Harry se mordit la lèvre. Il ignorait ce qui s’était passé, mais ne voulait pas l’admettre. Et visiblement, Rogue avait deviné qu’il ne savait rien.

– Je serais navré que vous partiez d’ici avec une fausse idée de votre père, Potter, dit-il avec un épouvantable rictus. Vous avez sans doute imaginé un acte d’héroïsme auréolé de gloire ? Mais je vais vous détromper. Votre vénéré père et ses amis m’ont fait une farce désopilante qui aurait pu avoir ma mort pour conséquence si votre père ne s’était pas ravisé au dernier moment. Il n’y avait rien d’héroïque dans ce qu’il a fait. Il a sauvé sa peau en même temps que la mienne. Si leur farce avait marché, il aurait été renvoyé de Poudlard.

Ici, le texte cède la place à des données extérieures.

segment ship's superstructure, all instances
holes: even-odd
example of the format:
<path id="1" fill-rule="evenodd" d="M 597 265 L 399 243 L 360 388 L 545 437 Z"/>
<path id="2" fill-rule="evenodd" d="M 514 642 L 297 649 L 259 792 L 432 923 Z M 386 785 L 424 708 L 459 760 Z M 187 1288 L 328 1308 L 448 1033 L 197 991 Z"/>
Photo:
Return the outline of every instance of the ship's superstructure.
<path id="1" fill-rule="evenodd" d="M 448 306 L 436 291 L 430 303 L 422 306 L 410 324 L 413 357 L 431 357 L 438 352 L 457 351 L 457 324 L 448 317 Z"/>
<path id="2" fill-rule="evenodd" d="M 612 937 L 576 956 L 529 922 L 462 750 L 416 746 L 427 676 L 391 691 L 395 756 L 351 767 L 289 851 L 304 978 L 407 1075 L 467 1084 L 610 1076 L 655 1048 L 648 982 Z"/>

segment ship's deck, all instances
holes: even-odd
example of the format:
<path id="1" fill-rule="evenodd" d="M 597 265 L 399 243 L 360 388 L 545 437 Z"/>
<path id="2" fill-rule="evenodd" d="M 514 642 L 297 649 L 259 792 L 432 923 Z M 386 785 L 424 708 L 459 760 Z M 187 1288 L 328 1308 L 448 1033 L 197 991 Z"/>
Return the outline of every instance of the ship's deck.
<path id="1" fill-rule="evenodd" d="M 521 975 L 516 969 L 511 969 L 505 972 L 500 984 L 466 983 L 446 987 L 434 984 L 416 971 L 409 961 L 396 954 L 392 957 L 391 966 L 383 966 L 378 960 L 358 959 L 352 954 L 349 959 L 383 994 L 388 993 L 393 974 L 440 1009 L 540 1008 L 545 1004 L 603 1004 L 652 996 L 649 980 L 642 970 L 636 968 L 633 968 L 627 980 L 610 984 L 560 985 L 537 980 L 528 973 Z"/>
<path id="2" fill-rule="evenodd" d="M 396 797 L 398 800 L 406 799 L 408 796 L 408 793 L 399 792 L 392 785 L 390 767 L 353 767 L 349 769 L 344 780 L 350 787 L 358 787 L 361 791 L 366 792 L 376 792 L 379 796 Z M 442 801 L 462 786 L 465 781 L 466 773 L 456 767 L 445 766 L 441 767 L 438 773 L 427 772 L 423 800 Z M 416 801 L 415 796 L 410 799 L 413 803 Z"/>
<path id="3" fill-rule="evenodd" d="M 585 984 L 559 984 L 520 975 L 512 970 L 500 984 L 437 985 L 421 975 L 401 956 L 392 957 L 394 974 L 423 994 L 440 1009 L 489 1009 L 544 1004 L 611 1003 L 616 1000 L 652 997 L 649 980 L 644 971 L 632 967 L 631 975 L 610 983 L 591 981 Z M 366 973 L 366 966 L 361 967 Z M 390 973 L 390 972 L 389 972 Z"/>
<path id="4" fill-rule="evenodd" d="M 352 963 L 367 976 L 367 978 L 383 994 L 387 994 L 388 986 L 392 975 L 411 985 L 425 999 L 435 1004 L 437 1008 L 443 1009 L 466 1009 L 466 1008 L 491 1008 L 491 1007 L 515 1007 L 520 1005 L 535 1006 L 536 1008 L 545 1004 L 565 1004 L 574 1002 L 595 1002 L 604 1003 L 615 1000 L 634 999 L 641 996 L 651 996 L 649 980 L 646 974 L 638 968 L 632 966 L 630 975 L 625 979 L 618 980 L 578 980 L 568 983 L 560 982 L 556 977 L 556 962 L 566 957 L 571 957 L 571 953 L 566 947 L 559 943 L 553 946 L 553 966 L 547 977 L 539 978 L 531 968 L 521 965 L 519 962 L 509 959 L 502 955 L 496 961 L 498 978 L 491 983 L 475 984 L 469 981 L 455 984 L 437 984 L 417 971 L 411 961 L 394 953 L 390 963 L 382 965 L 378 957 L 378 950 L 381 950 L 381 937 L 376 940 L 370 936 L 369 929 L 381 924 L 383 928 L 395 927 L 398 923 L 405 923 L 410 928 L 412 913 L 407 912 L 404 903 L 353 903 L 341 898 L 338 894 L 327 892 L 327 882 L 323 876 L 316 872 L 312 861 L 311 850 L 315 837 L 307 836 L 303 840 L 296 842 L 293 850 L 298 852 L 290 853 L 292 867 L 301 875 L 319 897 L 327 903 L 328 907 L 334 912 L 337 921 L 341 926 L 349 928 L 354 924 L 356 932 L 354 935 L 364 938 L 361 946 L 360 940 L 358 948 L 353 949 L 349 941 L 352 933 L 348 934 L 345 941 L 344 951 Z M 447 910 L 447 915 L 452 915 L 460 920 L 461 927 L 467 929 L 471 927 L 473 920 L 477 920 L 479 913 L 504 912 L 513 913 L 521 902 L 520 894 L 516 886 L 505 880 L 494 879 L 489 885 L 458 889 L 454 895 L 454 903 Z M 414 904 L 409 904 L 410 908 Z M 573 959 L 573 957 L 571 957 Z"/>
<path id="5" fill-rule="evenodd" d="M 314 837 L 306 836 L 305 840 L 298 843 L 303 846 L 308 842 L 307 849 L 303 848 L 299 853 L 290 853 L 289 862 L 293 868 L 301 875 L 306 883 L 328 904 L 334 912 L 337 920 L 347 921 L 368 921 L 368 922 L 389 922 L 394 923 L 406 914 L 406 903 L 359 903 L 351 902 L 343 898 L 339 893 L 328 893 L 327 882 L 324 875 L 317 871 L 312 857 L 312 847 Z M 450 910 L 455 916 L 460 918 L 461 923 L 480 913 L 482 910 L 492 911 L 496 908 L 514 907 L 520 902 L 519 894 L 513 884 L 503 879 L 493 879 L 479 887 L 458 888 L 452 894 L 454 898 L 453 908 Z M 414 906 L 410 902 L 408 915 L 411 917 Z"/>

Le sourire de Rogue laissait voir ses dents jaunâtres, plantées de travers.

– Videz vos poches, Potter ! lança-t-il brusquement.

Harry ne bougea pas. Le sang battait à ses oreilles.

– Je vous ai dit de vider vos poches, sinon, je vous emmène chez le directeur. Allez-y, Potter, retournez-les !

Glacé de terreur, Harry sortit lentement de ses poches le sac de farces et attrapes de chez Zonko et la carte du Maraudeur.

Rogue prit le sac de chez Zonko.

– C’est Ron qui me l’a donné, dit Harry en priant le ciel pour qu’il ait le temps de prévenir Ron avant que Rogue ne l’interroge. Il me l’a rapporté de Pré-au-lard la dernière fois qu’il y est allé.

– Vraiment ? Et vous avez laissé ce sac dans votre poche pendant tout ce temps ? Très touchant… Et ça, qu’est-ce que c’est ?

Rogue avait pris la carte. Harry essaya de toutes ses forces de rester impassible.

– C’est un morceau de parchemin, dit-il en haussant les épaules.